This time of year is loaded with lists...of things you should and shouldn't do. This one by Guy Kawasaki may be one of the most complete I've ever read. It's practically a book full of advice given in a few paragraphs. While he intended it for small business, it applies to everyone, big or small.
Not surprisingly, my favorite point is the first one...put likeable, competent people on the front line. Seems like a no brainer. But, virtually every company does exactly the opposite. They let the lowest paid, least experienced talent make the first impressions. This is a culture developed by big business out of desparation...desparation to control every aspect of a customer interaction. Unfortunately, it often backfires. That's why small business is making a strong comeback, using hospitality...meaningful interactions and personal relationships...to build a loyal audience of raving fans and stealing market share in the process. Yes, there's plenty of stumbling in the process. But, who cares, as long as the customer is happy and there's enough in the financial tank to open tomorrow.
The smaller the business, the easier it is to put your best people on the firing line. It just works out naturally. The coffee shop owner is the barista, the the innkeeper is at the front desk, etc. But, as your business grows past one or two it becomes exponentially problematic.

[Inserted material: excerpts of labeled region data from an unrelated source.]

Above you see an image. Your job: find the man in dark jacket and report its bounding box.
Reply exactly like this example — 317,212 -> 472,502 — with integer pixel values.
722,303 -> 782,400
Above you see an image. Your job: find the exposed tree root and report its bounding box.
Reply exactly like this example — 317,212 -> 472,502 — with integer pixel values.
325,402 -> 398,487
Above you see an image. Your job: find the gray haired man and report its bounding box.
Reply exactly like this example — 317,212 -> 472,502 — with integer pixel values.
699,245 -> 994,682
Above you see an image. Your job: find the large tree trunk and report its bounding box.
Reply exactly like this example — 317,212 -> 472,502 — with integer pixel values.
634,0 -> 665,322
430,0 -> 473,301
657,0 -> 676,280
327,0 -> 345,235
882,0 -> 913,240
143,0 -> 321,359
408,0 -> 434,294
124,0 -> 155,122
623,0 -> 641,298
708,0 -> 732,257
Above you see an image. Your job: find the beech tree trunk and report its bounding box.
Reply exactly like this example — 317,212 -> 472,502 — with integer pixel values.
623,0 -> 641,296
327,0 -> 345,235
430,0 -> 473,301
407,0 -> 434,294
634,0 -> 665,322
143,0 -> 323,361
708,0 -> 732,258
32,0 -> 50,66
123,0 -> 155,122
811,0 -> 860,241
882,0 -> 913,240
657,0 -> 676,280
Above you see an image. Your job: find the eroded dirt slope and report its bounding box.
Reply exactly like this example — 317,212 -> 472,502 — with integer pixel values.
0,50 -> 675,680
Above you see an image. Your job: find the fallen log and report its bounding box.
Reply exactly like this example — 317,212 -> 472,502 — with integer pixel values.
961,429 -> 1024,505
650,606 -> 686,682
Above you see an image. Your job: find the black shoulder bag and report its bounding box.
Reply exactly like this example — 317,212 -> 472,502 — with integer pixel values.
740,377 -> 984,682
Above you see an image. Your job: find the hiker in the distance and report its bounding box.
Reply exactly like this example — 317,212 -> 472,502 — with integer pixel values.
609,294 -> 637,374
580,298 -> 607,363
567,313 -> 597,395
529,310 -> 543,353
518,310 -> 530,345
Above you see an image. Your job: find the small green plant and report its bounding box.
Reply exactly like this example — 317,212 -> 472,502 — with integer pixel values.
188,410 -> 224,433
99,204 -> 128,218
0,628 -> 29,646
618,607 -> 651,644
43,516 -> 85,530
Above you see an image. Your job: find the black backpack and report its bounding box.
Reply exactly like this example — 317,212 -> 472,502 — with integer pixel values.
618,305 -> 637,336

We're taught (in business school and by experience in other large companies) that when you add staff, you need to add managers to manage them...to control what and how much the group produces. We're taught that this is actually the coveted spot in the organization, first to manage front line workers, then to manage managers and so on. So, as one gets "smarter", they move further and further away from the customer. The irony is that as we move away from our customer, we actually get dumber. A dumber organization with more layers, i.e., overhead...how smart is that?
So, what to do...
The extreme would be to put the highest paid, most experienced group up front. But, this is financially challenging and organizationally ineffective, especially as you grow. The reality is that bigger means there's more administrative stuff to do. Here's a compromise. Make sure that more than half, closer to two thirds of your management (assuming they're the most competent and likeable) spend more time on the front line with their staff than in an office or cube. This means two things need to happen. Non-customer related work needs to be reduced or shifted elsewhere. If it's non-essential to building a loyal fan base, let someone else do it, i.e., outsourcing. Secondly, build a hospitality culture by hiring people who want to be near the customer. This is the hardest part. Odds are, you're not going to find them in the traditional places...at business school or at a large firm. So, if your priority is to build a hospitality culture (it should be), stop looking there. That means you'll need to either grow your own or find some in small business. Small business produces the most likeable and nimble talent on the planet...out of necessity. They either serve the customer remarkable well or they die. These people can infuse your company with the hospitlaity culture you need to be front line focused. Likely, they'll also be the ones that don't follow rules well or know how develop a fifty- page strategic plan. But remember, your customer isn't buying those things. They're buying likeable people who can quickly solve their problems. So, please get some.